Di sete parla pure il Vangelo. È Gesù che ha sete di acqua quando a mezzogiorno si siede sul pozzo di Giacobbe. La sua sete è solo occasione per aiutare la donna di Samaria ad accorgersi di essere più che assetata, di avere dentro di sè molte seti insoddisfatte che lui soltanto può acquietare. Ella non vorrebbe fare ogni giorno la fatica di andare al pozzo a prendere l'acqua, non ha una vita affettiva ordinata e fedele, non ha chiarezza sulla preghiera e quindi sulla vita interiore e sulla salvezza finale. Di solito le donne vanno al mattino o alla sera ad attingere l'acqua, nelle ore meno calde; lei va a mezzogiorno, e questo dice il disordine della sua vita, la pigrizia e la volontà di non incontrare altri. Incontra invece Gesù. Nell'incontro egli si comporta in modo nuovo, sorprendente. Un giudeo non avrebbe mai accettato di bere dal recipiente immondo di un samaritano, ed egli invece lo chiede. Un giudeo non avrebbe parlato con una donna della Samaria, per non perdere tempo e per non gettare le sue perle ai cani: Gesù invece cerca il dialogo con lei e vuole insegnarle le cose di Dio. Gesù ama, e ama tutti. Il suo amore disseta, il suo amore riempie di vita e di gioia. Il suo amore è luce che permette di vedere il Padre e tutti gli uomini come suoi figli. La donna a contatto con l'amore spirituale e concreto di Gesù diventa nuova: non è più lei. Ella sfuggiva il contatto con gli altri, ora corre a chiamare i concittadini. Finora aveva solo cose da nascondere, ora deve manifestare la sua gioia e la sua pienezza. L'incontro con Gesù le ha cambiato la vita. E adesso ella è persino esempio e modello per i discepoli. Essi avevano lasciato il Maestro per andare ad occuparsi del cibo, e a nessuno di loro è passato per la mente di invitare i samaritani a conoscere Gesù. Questi arrivano correndo per le parole della donna, cui finora non avevano potuto dare alcuna fiducia, anzi, l'avevano solo criticata e giudicata.
A questo punto devo fare una verifica dei miei modi: preoccupato delle mie cose materiali, non ho a volte il coraggio di invitare altri ad incontrare il mio Signore: li hanno invitati invece persone disperate, persone disordinate, persone che sembrano essere al margine della Chiesa: esse sono decise nel presentare quel Gesù crocifisso, che io penso non sia gradito ai miei interlocutori.
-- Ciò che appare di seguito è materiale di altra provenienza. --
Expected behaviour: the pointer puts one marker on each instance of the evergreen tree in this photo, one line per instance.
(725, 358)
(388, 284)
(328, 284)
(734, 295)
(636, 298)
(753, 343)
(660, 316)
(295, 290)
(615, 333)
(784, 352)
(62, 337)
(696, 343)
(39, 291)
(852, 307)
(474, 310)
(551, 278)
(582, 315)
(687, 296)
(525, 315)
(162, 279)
È ancora vera questa pagina del vangelo. Gesù siede ancora sull'orlo dei pozzi dove corrono gli uomini di questo mondo. Egli là è pronto ad accogliere le singole persone e le folle che accorrono, attirate non dai discepoli, ma dalla testimonianze di peccatori che cambiano vita, che raccontano il loro incontro con lui. Gesù, nonostante tutto, non licenzia i suoi discepoli. Anzi. A loro indica la messe abbondante che sta loro davanti. Devono prepararsi al loro compito, avvicinare a Gesù coloro che accorrono, assetati di lui!
I discepoli stessi devono tener sempre presente di essere essi stessi graziati da Dio. Possono vantarsi non di sè, ma solo di lui. Questo ci vuol dire San Paolo. Noi siamo peccatori, e quindi non siamo migliori di nessuno. Abbiamo un compito, portare tutti a Gesù, ma prima di tutto dobbiamo restargli vicini noi, per essere riempiti e trasformati dal suo Spirito, per essere dissetati alla e dalla sua presenza. La prima sete da dissetare non è quella degli altri, bensì la nostra!